Name: Jessie Hummel, PSM

Registered/licensed in: Florida

Survey Manager, Mehta & Associates Inc., Winter Park, Fla.

Other professional credits: BS in civil engineering, BS in surveying, MBA in project management, notary public

Year started in profession: 1962

How started in profession: “[Surveying] was one of the topics in pre-engineering seminar.”

What you like best about land surveying: “It’s honest work, I meet people [and it] requires math.”

What grinds you: “Complacency and raw plain, sheer stupidity.”

What keeps you going in your job: “After all these years, it still challenges me.”

Best surveying memory: “Showing the first electronic topo plot to Walt Robillard and listen to him say, “That stuff’ will never fly.”

Weirdest memory: “Being stung by 27 yellow jackets that could fly faster than I could run after popping a manhole.”

Accessories you can’t leave home without: “Cell phones, keys, credit cards, wife’s picture, childrens’ pictures.”

Personal philosophy: “Be true to myself, do good work, respect everyone I meet and sleep in on Sunday morning.”

Contributions to the profession: “Am a doer and a teacher, and have written several articles on surveying.”

Greatest personal accomplishments: “[I] was fortunate to be at the beginnings of electronic surveying.
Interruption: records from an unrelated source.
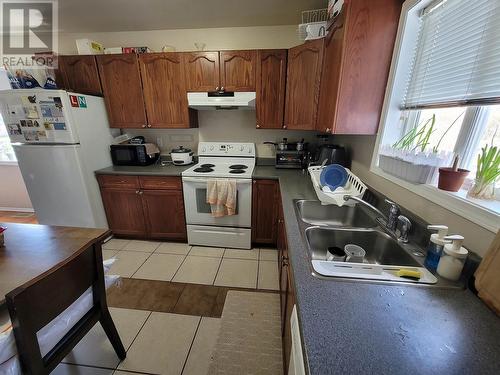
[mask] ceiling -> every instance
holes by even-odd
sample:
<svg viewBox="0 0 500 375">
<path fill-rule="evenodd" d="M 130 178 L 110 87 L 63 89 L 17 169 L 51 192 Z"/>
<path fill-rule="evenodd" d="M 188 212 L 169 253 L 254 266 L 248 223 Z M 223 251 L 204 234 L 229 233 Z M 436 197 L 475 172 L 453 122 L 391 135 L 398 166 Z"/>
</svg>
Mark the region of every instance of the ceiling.
<svg viewBox="0 0 500 375">
<path fill-rule="evenodd" d="M 63 0 L 62 32 L 112 32 L 298 24 L 327 0 Z"/>
</svg>

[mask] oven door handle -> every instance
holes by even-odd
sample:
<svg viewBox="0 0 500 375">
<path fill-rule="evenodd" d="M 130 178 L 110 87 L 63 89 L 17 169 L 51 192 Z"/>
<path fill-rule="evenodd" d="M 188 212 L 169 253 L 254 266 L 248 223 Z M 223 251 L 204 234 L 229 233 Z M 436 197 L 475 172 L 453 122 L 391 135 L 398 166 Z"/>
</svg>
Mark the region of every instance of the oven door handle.
<svg viewBox="0 0 500 375">
<path fill-rule="evenodd" d="M 224 180 L 225 178 L 215 178 L 216 180 Z M 207 182 L 209 179 L 205 177 L 182 177 L 182 182 Z M 252 179 L 238 179 L 236 180 L 236 183 L 238 185 L 243 185 L 243 184 L 251 184 Z"/>
</svg>

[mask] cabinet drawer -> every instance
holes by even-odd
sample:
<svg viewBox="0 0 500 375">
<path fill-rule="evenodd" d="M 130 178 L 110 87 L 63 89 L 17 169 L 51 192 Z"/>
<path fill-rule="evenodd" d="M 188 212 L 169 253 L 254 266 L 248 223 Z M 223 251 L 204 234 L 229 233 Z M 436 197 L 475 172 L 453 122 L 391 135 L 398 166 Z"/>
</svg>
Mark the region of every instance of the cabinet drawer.
<svg viewBox="0 0 500 375">
<path fill-rule="evenodd" d="M 121 175 L 98 175 L 97 181 L 101 187 L 138 189 L 139 178 L 137 176 Z"/>
<path fill-rule="evenodd" d="M 141 176 L 141 188 L 160 190 L 181 190 L 182 181 L 179 177 Z"/>
</svg>

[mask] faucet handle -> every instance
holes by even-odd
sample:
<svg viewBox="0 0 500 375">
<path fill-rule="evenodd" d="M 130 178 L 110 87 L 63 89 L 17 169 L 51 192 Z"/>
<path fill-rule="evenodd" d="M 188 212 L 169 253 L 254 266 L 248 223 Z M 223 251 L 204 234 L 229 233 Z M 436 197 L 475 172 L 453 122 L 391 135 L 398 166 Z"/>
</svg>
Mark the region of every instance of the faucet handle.
<svg viewBox="0 0 500 375">
<path fill-rule="evenodd" d="M 391 206 L 391 210 L 397 209 L 399 211 L 399 206 L 397 205 L 397 203 L 395 203 L 387 198 L 385 198 L 385 203 L 388 203 Z"/>
<path fill-rule="evenodd" d="M 398 240 L 401 242 L 408 242 L 408 232 L 411 229 L 411 221 L 406 216 L 399 215 L 398 221 L 401 223 L 401 230 L 399 233 Z"/>
</svg>

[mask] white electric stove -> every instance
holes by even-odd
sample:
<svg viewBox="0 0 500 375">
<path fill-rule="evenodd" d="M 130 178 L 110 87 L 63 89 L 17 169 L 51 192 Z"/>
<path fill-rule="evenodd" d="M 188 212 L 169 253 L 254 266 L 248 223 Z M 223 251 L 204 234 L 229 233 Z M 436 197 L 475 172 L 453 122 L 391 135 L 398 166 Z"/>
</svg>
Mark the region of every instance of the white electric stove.
<svg viewBox="0 0 500 375">
<path fill-rule="evenodd" d="M 252 173 L 255 144 L 200 142 L 198 163 L 182 172 L 188 243 L 250 249 L 252 247 Z M 207 182 L 234 179 L 236 214 L 213 217 L 206 202 Z"/>
</svg>

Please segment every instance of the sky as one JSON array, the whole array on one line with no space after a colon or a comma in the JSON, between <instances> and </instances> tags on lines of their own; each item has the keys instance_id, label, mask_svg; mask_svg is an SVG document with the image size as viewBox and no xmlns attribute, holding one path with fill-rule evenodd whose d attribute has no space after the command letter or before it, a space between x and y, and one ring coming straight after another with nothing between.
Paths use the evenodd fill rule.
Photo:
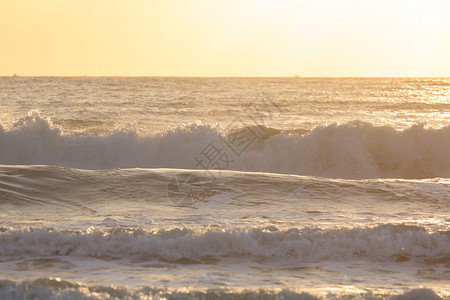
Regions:
<instances>
[{"instance_id":1,"label":"sky","mask_svg":"<svg viewBox=\"0 0 450 300\"><path fill-rule=\"evenodd\" d=\"M450 77L450 1L0 0L0 75Z\"/></svg>"}]
</instances>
My input was listened to and many [ideas] were used in software that was being written in those early days of data collection and COGO. I’ve written training manuals and magazine articles. I’ve written the survey section of user and reference manuals for software. I’ve traveled across the country coaching, teaching, lecturing and training surveying professionals in the methods of electronic surveying.”

Reason why you’re a role model for future surveyors: “I do good work and I demand good work. I am not afraid to ‘get dirty’ to do good work.”

Reason how surveyors can ensure future success in industry: “Aside from the article ‘Surveyors in Turmoil’ posted on POB Online in September 2003, I believe the surveyor as an individual must become more responsible for what he [or she] does. The surveyor is the expert measurer—not the EDM, not the GPS, not the spatial device. The organizations that call themselves protectors of our profession are mostly social in nature and self-serving. There are MAJOR issues affecting the surveying profession and we surveyors must do something besides writing useless letters and spending unproductive time on chat boards.”